What Can We Do To Help Prevent Injuries?
Throwing athletes need regular assessments that look at physical constraints such as strength, mobility, and physical imbalances. How much strength is “enough” and how much mobility is “enough” for your sport and position? Without regular assessments with a physical trainer or physician that are familiar with the unique demands of the throwing athlete, we are launching darts at a target with a blindfold on rather than addressing specific physical constraints that could be holding a player back or putting him or her at risk of injury.
Players need to find a movement pattern when throwing that has no pain. A player throwing with pain will never reach their potential. This is another reason that physical assessment is so crucial. We like to think that pitching “mechanics” are causing pain when in fact it may be that a player cannot move well because of their unique constraints or imbalances. Once pain has been addressed, we can talk about things like sport specific strength training and becoming more efficient in our movement patterns.
Without going through full training cycles with someone like myself, what can you do to help prevent injuries? The data tells us that if you wish to reduce injuries three-fold, then throw less than 100-innings in a year. If you want to decrease injuries four-fold, throw less than 80-pitches per game. And if you want to decrease injuries five-fold, take four months off from game intensity pitching each year (Olsen: AJSM ’06).
What else can we do? We can recognize that:
- Popular training program does not necessarily equal best. Keep this in mind when searching the internet and looking into programs in your local area.
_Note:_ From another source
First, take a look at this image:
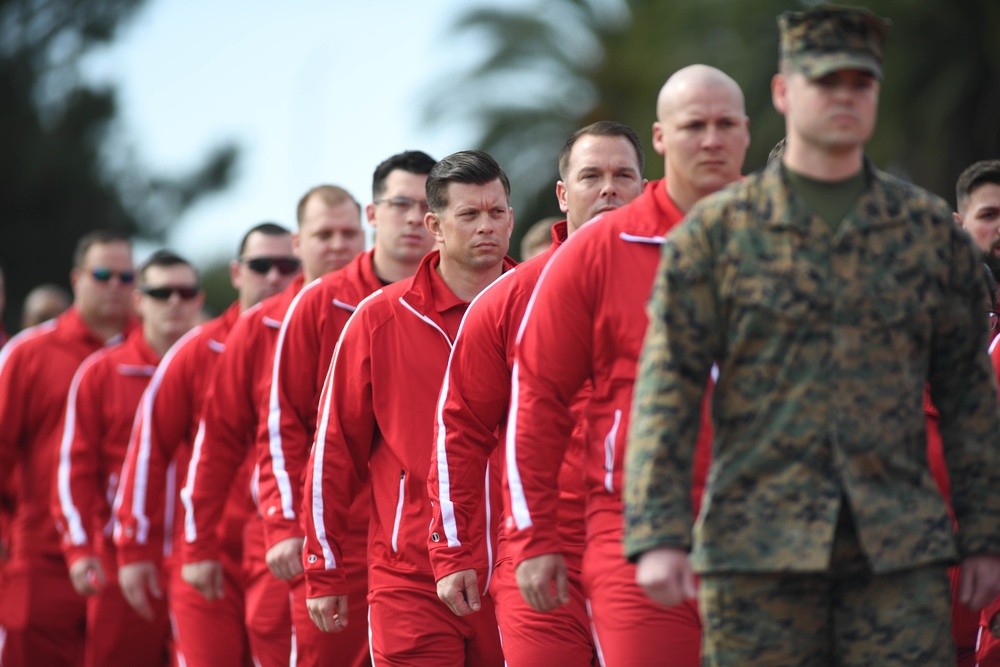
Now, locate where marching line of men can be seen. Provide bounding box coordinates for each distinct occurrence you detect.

- There are several methods to increasing velocity and all have risk / reward ratios.
- Strength on top of dysfunction = high risk!
- There are safe ways to increase velocity and reduce injuries.
- Long toss and weighted balls are not freebies. “They are equal to and more stressful than pitching off a mound” (Reinold: Sports Health ’18, and Reinold: Sports Health ’20).
- The Chalmers: JSES ’20 study concluded that the UCL ligament over the course of a season becomes more lax. The offseason helps to restore this back to baseline. This does not mean laying off baseball entirely. It means avoiding, for 4-months, game intensity pitching.
- Risk is low and the rewards are high for playing a lot of catch when growth plates are open but the throwing needs to be done with low to moderate stress, not high stress.
- Time spent in the areas of strength training, arm care, throwing and mechanics (or movement patterns), plus age and maturity, may be out of balance with demands.
If you don’t know what to look for, find a professional who does.